Audio By Carbonatix
The Economic Policy Advisor to the Vice President has described the reactivation of Ghana’s sinking fund as a critical step in shielding the country from future debt shocks.
Dr Sharif Mahmud Khalid, speaking on Joy News’ PM Express on Wednesday, June 17, argued that this move, along with fiscal discipline and targeted reforms, is what earned the country its latest credit upgrade by Fitch Ratings.
Fitch had upgraded Ghana’s Long-Term Foreign-Currency Issuer Default Rating (IDR) from ‘Restricted Default’ to ‘B-’ with a Stable Outlook, citing improved debt servicing prospects.
Dr Sharif Khalid said, “If you’ve activated a sinking fund, which is an insurance measure, to service most of these debts, and then you’ve committed to both external and domestic debt programs, invariably, it’s going to improve [your rating].”
He called the sinking fund a signal of commitment and responsibility.
“It’s not just about Fitch. It’s about what we’re doing internally. Reactivating the sinking fund tells the markets that we are serious about debt service. That’s insurance for our future.”
Dr Sharif Khalid was quick to clarify that this recovery isn’t accidental.
“The government’s commitment, initiative, and program have brought us here.
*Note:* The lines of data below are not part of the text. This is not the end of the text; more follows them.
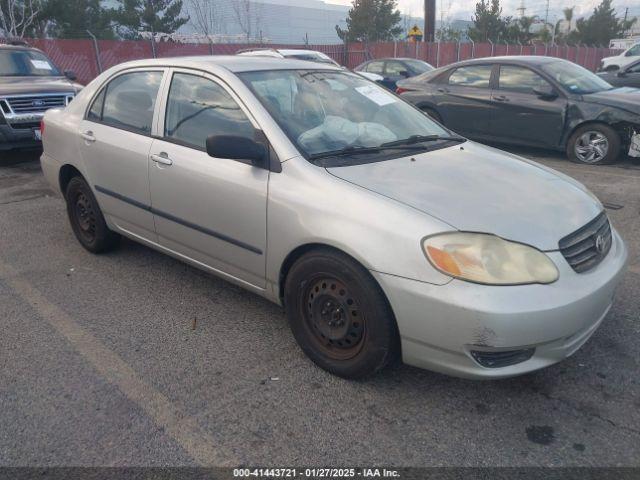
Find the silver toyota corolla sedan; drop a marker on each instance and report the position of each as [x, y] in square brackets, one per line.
[382, 233]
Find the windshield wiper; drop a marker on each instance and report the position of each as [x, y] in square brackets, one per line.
[355, 150]
[413, 139]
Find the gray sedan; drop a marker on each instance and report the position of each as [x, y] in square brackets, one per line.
[382, 234]
[535, 101]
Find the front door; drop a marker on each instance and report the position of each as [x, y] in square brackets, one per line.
[211, 210]
[114, 141]
[521, 114]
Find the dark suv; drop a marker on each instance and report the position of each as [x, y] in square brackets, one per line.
[30, 84]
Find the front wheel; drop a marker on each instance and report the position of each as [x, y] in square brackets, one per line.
[595, 144]
[339, 315]
[86, 218]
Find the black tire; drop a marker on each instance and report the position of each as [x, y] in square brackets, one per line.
[86, 218]
[433, 114]
[339, 315]
[577, 141]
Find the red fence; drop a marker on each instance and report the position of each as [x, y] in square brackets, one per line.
[87, 59]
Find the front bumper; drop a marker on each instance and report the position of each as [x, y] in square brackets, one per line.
[440, 325]
[19, 134]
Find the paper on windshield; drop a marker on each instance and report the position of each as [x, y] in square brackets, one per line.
[376, 95]
[41, 64]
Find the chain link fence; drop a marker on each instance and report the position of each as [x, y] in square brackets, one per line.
[88, 57]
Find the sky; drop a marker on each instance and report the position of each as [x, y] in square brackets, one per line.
[463, 9]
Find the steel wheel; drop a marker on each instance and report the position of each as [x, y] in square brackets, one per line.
[334, 318]
[85, 216]
[591, 147]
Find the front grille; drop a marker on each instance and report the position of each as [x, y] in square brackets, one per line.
[586, 247]
[36, 103]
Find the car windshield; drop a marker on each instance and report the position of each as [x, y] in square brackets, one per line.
[418, 66]
[324, 112]
[26, 63]
[575, 78]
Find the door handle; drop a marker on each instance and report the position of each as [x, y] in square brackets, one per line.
[88, 136]
[162, 158]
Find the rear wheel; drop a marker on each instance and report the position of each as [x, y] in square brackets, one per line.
[339, 315]
[86, 218]
[594, 144]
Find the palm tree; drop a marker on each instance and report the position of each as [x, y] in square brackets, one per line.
[568, 16]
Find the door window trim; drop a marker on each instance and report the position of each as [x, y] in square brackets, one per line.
[105, 87]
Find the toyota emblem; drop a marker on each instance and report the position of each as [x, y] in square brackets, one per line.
[600, 243]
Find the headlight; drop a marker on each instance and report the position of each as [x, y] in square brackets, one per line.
[485, 258]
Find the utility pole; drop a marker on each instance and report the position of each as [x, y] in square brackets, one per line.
[546, 16]
[429, 20]
[626, 12]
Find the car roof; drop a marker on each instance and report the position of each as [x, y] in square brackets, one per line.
[512, 59]
[233, 63]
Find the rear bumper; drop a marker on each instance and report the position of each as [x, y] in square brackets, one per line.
[441, 325]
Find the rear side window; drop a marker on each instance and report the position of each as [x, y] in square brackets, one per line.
[519, 79]
[473, 76]
[128, 102]
[375, 67]
[198, 107]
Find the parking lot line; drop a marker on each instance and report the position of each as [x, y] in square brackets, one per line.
[179, 426]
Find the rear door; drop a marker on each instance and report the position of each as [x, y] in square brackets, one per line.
[463, 99]
[114, 140]
[211, 210]
[522, 115]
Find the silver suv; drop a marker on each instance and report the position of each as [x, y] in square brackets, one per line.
[30, 84]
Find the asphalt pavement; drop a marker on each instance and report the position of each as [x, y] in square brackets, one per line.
[135, 359]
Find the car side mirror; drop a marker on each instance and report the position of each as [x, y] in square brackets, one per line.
[234, 147]
[546, 92]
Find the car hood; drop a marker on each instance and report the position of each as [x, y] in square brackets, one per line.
[481, 189]
[25, 85]
[626, 98]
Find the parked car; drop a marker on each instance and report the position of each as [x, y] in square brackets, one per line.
[618, 62]
[307, 55]
[380, 231]
[536, 101]
[30, 84]
[629, 76]
[394, 69]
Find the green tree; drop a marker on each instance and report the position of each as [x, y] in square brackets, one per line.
[72, 19]
[155, 16]
[372, 21]
[488, 23]
[600, 27]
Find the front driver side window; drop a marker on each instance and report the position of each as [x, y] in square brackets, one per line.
[198, 107]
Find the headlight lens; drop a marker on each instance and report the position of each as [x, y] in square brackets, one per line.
[485, 258]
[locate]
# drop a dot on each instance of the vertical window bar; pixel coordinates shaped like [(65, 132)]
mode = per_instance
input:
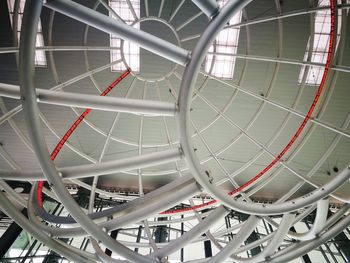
[(221, 65), (320, 45), (40, 57), (131, 50)]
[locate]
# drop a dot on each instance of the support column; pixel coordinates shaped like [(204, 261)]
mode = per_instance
[(305, 258), (253, 237), (138, 238), (207, 249), (10, 236), (114, 235)]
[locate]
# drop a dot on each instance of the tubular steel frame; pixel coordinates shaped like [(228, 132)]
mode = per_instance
[(97, 224)]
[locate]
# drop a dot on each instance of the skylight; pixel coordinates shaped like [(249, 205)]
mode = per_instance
[(40, 57), (320, 45), (226, 42), (131, 51)]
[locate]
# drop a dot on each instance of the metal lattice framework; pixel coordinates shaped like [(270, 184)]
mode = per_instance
[(160, 202)]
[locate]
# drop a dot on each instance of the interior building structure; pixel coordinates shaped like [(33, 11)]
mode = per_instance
[(174, 131)]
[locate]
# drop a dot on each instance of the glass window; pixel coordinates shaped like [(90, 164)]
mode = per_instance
[(222, 63), (40, 57), (320, 45), (131, 51)]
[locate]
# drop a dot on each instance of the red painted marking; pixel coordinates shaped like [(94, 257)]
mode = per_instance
[(69, 132)]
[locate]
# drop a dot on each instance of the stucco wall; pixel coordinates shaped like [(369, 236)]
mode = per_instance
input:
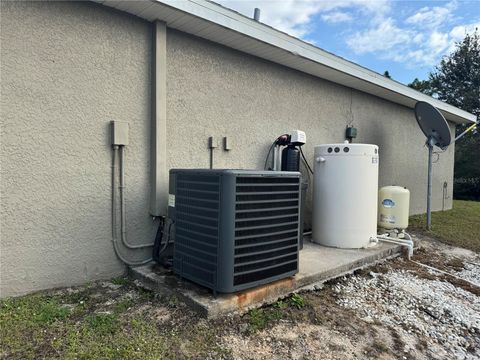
[(216, 91), (67, 70)]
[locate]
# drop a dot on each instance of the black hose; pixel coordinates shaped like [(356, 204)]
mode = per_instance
[(160, 244), (158, 241)]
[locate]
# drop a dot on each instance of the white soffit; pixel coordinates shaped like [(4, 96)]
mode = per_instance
[(216, 23)]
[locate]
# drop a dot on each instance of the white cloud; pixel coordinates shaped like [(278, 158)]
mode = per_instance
[(385, 36), (420, 40), (432, 17), (294, 16), (337, 17)]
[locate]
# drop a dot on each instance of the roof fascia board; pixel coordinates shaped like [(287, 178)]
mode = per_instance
[(233, 21)]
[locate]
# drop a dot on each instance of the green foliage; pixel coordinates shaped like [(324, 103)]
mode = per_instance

This didn’t come from luck. It came from decisions—some of them difficult ones.”
Responding to co-panellist Prof. Godfred Bokpin’s concerns about premature confidence, Dr Sharif Khalid said the government isn’t acting with hubris.
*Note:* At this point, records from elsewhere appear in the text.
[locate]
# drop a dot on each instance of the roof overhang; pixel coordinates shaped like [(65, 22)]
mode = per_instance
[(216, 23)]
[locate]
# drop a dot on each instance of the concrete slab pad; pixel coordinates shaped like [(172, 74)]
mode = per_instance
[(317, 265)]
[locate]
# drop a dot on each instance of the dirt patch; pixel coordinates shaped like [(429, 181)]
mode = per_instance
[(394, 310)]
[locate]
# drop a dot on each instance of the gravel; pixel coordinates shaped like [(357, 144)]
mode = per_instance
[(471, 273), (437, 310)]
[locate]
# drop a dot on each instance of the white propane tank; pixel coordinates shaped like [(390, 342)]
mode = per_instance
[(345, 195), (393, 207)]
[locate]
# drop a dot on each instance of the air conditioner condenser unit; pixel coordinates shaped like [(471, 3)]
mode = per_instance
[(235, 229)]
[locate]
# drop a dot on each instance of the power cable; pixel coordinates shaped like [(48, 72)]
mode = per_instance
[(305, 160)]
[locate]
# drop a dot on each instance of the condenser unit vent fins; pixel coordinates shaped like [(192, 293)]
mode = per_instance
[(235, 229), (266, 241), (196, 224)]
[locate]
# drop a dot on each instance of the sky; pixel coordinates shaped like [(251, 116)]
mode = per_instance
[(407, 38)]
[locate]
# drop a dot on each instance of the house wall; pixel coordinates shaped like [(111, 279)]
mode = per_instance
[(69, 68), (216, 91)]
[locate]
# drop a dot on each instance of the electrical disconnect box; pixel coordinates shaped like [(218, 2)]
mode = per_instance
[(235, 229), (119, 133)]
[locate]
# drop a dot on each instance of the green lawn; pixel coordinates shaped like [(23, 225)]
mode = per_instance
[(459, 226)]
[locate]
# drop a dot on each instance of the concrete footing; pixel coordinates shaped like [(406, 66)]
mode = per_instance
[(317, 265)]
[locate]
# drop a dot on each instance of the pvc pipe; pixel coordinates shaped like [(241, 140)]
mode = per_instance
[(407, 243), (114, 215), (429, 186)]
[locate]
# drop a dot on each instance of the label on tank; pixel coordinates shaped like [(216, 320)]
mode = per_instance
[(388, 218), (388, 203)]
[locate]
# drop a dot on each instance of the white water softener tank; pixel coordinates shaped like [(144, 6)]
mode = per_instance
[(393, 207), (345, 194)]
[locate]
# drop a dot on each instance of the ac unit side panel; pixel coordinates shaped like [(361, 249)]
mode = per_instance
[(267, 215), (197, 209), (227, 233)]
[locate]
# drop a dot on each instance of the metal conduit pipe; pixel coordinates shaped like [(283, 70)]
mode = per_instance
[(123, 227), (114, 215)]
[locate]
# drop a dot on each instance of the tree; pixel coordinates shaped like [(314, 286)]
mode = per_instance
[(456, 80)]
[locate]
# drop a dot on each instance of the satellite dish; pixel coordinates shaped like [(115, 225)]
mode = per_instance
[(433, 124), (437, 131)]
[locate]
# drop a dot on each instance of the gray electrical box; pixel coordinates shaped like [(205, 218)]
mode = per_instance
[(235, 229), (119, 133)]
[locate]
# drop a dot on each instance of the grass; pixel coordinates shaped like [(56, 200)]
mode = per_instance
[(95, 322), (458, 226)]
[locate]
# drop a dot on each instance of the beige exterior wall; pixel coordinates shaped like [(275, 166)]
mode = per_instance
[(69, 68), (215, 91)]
“I wouldn’t say the government is getting bullish. What we’re doing is stabilising. That’s the priority. We’re tightening internal controls, reducing appointments, and managing spending. These are deliberate signals to the market.”
He explained that the impact of spending decisions is often preempted by the budget itself.
“Once the budget is read, the market responds—whether you’ve spent a penny or not. That’s because the market knows your allocations. So yes, spending matters, but perception drives market response too.”
On the bigger picture, Dr Sharif Khalid tied Ghana’s recovery trajectory to its domestic debt exchange programme, which helped calm investor fears and reduce short-term risk.
“Prof [Bokpin] mentioned that we started to make some gains thanks to the domestic debt exchange programme. That’s true. That alone sent a signal to rating agencies. And now that we’ve made external commitments through the Paris Club and China, those too feed into the outlook.”
Despite the external upgrade, Dr Sharif Khalid noted that the government isn’t rushing back to foreign capital markets.
“We’re not ready to push externally yet. We’re still focused on stabilising the domestic market. Until we see more consistency and resilience at home, we’re holding off.”
Dr Sharif Khalid was both optimistic and cautious. While celebrating the upgrade, he stressed that it should be seen as a “vote of confidence in our reforms”, not an invitation to relax.
“The last thing we want is to fall back. We’ve seen the bottom. We’ve taken the pain. Now we have to build. The reactivation of the sinking fund shows we’re planning ahead.”